Architecture: Cloudflare in front of a single Hetzner VPS running the Go binary, SQLite in WAL mode on local disk, continuous backups to R2

The hard part: Paystack’s shape-shifting JSON

Go’s encoding/json is strict, and that is normally a feature. Then I met a Paystack response where the same field is sometimes a string and sometimes an object.

When you verify a transaction, data.authorization is usually an object with card details. But on certain transaction states, the API returns it as a plain string. Same endpoint, same field name, different JSON type. My decoder did exactly what it should:

// json: cannot unmarshal string into Go struct field
// verifyResponse.data.authorization of type paystack.Authorization

In production this looked like random billing verification failures. Maybe 1 in 40 verifications died, always for the same handful of users, with no obvious pattern in the request. The fix only became clear after I logged the raw response body for failing calls and diffed it against a succeeding one. The failing payloads had "authorization": "AUTH_xxxx" where the passing ones had an object.

The fix is a custom UnmarshalJSON that sniffs the first byte and handles both shapes:

type Authorization struct {
	Code     string `json:"authorization_code"`
	CardType string `json:"card_type"`
	Last4    string `json:"last4"`
	Bank     string `json:"bank"`
	// only set when the API sent the string form
	RawCode string `json:"-"`
}

func (a *Authorization) UnmarshalJSON(b []byte) error {
	b = bytes.TrimSpace(b)
	if len(b) == 0 || string(b) == "null" {
		return nil
	}

	// String form: "AUTH_xxxx". Keep the code, leave card fields empty.
	if b[0] == '"' {
		var code string
		if err := json.Unmarshal(b, &code); err != nil {
			return fmt.Errorf("authorization string form: %w", err)
		}
		a.RawCode = code
		a.Code = code
		return nil
	}

	// Object form. Alias type avoids infinite recursion into this method.
	type alias Authorization
	var full alias
	if err := json.Unmarshal(b, &full); err != nil {
		return fmt.Errorf("authorization object form: %w", err)
	}
	*a = Authorization(full)
	return nil
}

Two lessons came out of this. First, when you integrate a payment API, log raw bodies on decode failure from the start; the error message alone will never tell you the payload changed shape. Second, treat provider API docs as a suggestion and the wire format as the truth.

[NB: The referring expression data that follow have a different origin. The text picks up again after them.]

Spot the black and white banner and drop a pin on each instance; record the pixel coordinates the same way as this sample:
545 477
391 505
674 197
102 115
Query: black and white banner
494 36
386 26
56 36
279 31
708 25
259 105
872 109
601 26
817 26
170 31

The limitation I ship with

Honesty section: hookdrop replays requests from its own server. If your service runs on localhost:3000 during development, the replay cannot reach it. Outbound requests from a VPS do not route into your laptop. Today the workaround is deploying to a staging URL or using any tunnel you already have. The real fix is a small CLI that opens a tunnel and receives replays locally, and it is the next thing on the roadmap. I would rather state that plainly than pretend the gap does not exist.

Results and lessons

  • 49 registered users at launch, with zero paid marketing. Every one came from posts on X and TikTok.
  • Zero downtime through launch week on a single VPS.
  • Billing events flowed through both providers in the first week, and reconciliation matched on both.

What I took away:

  1. Boring infrastructure is a launch strategy. SQLite plus one VPS meant launch week was about users, not incidents.
  2. Distribution is built before the product. The audience I had been teaching for a year was the entire launch channel. The product took four months; the trust took much longer.
  3. Disclose your limitations before users find them. The localhost replay gap is in the docs, phrased exactly as it works. Nobody has churned over it; several people replied that the honesty is why they signed up.